The church of San Marcos in Toledo (Castile-La Mancha, Spain) is a Mozarabic parish church, was formerly the church of a convent of the Trinitarios Calzados order. It was rebuilt in the 17th century.

It is in Spanish Baroque style in its interior and Toledan Mudéjar to the outside.

The works began in 1628, according to traces of Jorge Manuel Theotocópuli, at that time, the cathedral, the Alcázar and the City Hall of Toledo's main master. There is a portico or antechamber outside the church itself, at the foot of the gospel wall, with the only access from the outside and the belfry. This last, all in brick, is a work of 1622, designed and executed by Francisco de Espinosa, master of works and municipal alarife. The aforementioned access, from the outside, is carried out through a portal-altarpiece in stone, made around 1620.

It has a Neoclassical main stone portal, from which the figurative sculpture is lost, with a Mudéjar bulrush like the rest of the church. It also has a simple Chapel of the Virgin Mary.
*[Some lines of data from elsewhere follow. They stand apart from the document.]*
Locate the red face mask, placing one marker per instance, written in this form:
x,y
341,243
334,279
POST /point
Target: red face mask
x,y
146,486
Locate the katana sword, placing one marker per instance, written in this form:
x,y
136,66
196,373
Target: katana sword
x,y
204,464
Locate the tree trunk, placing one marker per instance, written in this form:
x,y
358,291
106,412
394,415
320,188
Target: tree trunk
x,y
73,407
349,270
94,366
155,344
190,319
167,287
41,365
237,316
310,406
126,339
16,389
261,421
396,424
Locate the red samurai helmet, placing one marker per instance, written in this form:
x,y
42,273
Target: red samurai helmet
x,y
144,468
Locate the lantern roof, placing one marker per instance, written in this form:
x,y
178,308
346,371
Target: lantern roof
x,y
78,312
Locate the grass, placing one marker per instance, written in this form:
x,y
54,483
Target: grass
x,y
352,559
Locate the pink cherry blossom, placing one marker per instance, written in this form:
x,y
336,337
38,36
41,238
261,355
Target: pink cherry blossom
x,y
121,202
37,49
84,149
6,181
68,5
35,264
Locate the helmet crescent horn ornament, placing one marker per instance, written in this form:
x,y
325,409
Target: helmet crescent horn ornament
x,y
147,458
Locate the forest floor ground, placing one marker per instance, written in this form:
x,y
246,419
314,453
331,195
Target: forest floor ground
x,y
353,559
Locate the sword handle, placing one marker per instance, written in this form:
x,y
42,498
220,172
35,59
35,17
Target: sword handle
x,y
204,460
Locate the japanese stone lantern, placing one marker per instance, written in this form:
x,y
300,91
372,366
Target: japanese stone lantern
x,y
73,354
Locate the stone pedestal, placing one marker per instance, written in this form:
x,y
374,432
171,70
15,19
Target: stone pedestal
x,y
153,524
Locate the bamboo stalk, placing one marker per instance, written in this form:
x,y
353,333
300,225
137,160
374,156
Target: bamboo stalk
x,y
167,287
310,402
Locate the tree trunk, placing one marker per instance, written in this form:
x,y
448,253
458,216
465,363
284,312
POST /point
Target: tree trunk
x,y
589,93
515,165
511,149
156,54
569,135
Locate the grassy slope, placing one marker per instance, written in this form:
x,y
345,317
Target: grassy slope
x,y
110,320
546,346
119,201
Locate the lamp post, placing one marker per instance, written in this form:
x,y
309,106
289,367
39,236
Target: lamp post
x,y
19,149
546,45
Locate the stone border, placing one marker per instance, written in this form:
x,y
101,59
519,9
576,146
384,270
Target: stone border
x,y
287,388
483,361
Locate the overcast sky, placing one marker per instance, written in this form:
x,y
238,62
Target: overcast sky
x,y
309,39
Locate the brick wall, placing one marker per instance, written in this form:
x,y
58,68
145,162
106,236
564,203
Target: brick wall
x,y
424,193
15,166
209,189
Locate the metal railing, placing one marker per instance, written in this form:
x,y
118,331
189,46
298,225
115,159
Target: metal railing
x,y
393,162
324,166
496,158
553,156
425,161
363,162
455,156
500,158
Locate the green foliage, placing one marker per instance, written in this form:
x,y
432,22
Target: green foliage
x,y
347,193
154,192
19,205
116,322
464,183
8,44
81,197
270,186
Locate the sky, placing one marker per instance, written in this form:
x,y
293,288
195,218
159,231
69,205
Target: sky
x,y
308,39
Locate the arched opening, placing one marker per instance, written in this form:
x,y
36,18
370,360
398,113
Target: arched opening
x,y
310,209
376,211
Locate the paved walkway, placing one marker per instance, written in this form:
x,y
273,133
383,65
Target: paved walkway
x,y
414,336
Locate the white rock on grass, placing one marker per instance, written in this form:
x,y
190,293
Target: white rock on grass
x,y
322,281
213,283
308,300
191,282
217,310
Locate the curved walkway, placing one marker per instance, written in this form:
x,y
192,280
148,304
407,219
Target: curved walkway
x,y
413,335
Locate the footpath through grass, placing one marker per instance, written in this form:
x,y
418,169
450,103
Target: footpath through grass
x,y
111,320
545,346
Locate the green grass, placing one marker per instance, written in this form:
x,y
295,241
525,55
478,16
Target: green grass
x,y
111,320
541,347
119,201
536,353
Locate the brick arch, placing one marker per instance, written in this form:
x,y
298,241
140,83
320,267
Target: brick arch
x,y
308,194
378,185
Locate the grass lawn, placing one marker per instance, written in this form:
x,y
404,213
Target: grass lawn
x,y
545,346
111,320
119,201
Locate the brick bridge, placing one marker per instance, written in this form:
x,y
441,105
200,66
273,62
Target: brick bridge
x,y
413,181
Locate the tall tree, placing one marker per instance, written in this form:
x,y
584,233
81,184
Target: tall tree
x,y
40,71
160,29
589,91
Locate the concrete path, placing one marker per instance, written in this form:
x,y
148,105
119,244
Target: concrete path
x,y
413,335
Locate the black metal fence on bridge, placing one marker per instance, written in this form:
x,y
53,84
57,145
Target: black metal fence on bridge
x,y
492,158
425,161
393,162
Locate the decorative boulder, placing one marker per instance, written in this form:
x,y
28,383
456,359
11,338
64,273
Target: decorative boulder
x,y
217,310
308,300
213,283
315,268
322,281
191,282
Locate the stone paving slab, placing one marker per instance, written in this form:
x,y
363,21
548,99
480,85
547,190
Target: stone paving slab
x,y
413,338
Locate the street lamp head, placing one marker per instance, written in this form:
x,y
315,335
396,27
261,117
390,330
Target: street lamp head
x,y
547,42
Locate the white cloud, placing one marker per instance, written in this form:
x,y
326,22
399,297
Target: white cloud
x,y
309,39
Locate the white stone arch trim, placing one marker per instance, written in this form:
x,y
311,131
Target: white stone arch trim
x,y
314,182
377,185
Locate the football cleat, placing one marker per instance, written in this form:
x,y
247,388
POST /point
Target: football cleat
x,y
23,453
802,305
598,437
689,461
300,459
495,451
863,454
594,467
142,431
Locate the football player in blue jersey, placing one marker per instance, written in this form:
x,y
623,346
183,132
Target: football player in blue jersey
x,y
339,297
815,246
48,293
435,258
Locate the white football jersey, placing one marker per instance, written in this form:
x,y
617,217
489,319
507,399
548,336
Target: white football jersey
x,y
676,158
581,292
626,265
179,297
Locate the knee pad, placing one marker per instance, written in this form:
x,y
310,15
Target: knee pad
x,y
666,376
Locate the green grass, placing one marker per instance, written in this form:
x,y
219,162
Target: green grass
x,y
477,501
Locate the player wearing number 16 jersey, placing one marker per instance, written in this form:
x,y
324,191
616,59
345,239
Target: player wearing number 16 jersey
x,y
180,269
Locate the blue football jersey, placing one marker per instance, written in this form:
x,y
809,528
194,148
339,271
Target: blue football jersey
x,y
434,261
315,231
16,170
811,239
In the late 20th century it was modified and extended by the architect Ignacio Mendaro Corsini to house the Toledo Municipal Archive and the Arts Centre of San Marcos, opening up the remains of the old convent.

==San Marcos Arts Centre==
It is now the headquarters of the Historic Interpretation Centre of Toledo and the Municipal Archive of the city. The centre also has an exhibition gallery and auditorium for events.